African Swine Fever spreads to Haiti

The Chief Veterinary Officer in Haiti on Sept. 20 reported a positive case of African swine fever (ASF) to the World Organisation for Animal Health. The sample was collected from a pig in a province bordering the Dominican Republic and was tested by USDA’s National Veterinary Services Laboratories through a cooperative testing program.

Haiti and the Dominican Republic share the island of Hispaniola in the Greater Antilles archipelago of the Caribbean Sea, to the east of Cuba. ASF was recently found in pigs in the Dominican Republic. It is not a threat to human health, cannot be transmitted from pigs to humans, and is not a food safety issue. However, there is no cure or vaccine for the virus, and all pigs that contract it must be destroyed

USDA’s Animal and Plant Health Inspection Service (APHIS) is assisting both Haiti and the Dominican Republic in dealing with ASF and continues to consult with animal health officials in both countries to support response and mitigation measures.

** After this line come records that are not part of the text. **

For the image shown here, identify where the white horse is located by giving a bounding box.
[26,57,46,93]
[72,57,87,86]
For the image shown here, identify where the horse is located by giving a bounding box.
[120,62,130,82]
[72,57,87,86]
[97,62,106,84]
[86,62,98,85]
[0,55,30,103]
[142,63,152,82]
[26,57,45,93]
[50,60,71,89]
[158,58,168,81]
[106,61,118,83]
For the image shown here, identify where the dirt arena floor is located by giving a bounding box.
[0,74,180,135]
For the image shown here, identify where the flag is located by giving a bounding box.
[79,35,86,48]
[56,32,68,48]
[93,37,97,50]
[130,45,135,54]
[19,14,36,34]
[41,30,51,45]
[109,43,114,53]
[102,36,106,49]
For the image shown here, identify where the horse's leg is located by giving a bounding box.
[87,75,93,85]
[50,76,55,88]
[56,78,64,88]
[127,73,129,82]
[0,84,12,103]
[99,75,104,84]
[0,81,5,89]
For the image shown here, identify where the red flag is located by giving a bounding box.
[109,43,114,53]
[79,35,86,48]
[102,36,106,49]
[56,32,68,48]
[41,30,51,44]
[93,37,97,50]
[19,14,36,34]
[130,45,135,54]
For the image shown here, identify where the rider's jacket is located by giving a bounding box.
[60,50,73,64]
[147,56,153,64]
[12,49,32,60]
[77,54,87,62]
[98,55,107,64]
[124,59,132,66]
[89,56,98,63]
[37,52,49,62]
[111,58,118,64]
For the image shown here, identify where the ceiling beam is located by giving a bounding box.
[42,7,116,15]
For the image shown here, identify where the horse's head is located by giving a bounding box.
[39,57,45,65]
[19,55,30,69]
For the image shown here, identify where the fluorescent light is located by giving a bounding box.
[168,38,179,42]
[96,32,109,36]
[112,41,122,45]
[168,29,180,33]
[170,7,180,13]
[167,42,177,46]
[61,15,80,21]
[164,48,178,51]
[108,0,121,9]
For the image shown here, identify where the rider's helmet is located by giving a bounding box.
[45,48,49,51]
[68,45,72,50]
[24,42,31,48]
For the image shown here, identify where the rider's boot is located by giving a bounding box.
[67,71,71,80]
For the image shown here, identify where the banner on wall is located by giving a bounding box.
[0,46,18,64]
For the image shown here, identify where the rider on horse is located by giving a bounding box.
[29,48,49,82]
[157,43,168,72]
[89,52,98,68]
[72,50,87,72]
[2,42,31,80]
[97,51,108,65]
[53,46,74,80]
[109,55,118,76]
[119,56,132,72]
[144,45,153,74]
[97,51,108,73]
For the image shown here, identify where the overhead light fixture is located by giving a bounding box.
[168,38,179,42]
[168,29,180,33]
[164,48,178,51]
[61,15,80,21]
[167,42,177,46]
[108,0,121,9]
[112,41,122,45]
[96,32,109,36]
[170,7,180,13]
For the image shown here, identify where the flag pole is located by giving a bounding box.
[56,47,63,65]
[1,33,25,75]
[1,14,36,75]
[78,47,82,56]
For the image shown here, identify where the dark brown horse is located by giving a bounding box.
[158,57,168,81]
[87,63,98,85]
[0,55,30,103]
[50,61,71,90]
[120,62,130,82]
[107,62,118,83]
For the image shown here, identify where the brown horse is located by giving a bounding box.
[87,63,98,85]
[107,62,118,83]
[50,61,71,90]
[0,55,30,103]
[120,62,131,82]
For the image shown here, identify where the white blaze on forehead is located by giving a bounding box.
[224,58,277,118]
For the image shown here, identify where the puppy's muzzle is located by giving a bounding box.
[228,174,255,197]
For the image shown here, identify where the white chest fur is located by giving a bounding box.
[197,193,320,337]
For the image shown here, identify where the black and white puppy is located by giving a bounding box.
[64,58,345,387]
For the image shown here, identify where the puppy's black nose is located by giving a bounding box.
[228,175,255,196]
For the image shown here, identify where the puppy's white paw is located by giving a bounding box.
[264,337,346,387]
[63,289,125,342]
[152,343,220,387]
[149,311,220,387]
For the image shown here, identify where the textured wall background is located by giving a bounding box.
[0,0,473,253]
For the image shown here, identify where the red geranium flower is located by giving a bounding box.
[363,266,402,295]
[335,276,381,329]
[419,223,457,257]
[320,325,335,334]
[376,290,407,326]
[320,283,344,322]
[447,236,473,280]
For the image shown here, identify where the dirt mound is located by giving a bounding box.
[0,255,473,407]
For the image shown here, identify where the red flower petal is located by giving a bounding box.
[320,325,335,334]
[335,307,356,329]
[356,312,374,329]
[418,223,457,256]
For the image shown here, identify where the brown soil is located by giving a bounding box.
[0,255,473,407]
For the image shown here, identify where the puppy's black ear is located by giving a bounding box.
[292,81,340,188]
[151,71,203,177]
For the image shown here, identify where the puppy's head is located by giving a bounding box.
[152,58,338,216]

APHIS has numerous interlocking safeguards in place to prevent ASF from entering the United States. Pork and pork products from Haiti and the Dominican Republic are prohibited entry to the United States as a result of existing classical swine fever restrictions. After ASF was detected in the Dominican Republic, APHIS increased surveillance and safeguards in U.S. territories. It is hoped that these safeguards will also help prevent the spread of ASF to the United States from Haiti.

APHIS continues to work with partners including the Department of Homeland Security’s U.S. Customs and Border Protection (CBP) and the U.S. swine industry to prevent ASF from entering the United States. CBP is increasing inspections of flights from Hispaniola to ensure travelers do not bring prohibited products to the United States. CBP will also ensure that garbage from these airplanes is properly disposed of to prevent the transmission of ASF.

On Aug. 26, APHIS announced its intent to establish a Foreign Animal Disease protection zone in Puerto Rico and the U.S. Virgin Islands. ASF has not been detected in Puerto Rico or the U.S. Virgin Islands, and APHIS is committed to keeping it out of both islands and the rest of the United States.

As part of the actions taken to create the protection zone, on Sept. 17, APHIS issued a Federal Order suspending the interstate movement of all live swine, swine germplasm, swine products, and swine byproducts from Puerto Rico and the U.S. Virgin Islands to the mainland United States until APHIS can establish sufficient mitigations to authorize such movement.

The USDA is taking these actions out of an abundance of caution to further safeguard the U.S. swine herd and protect the interests and livelihoods of U.S. pork producers.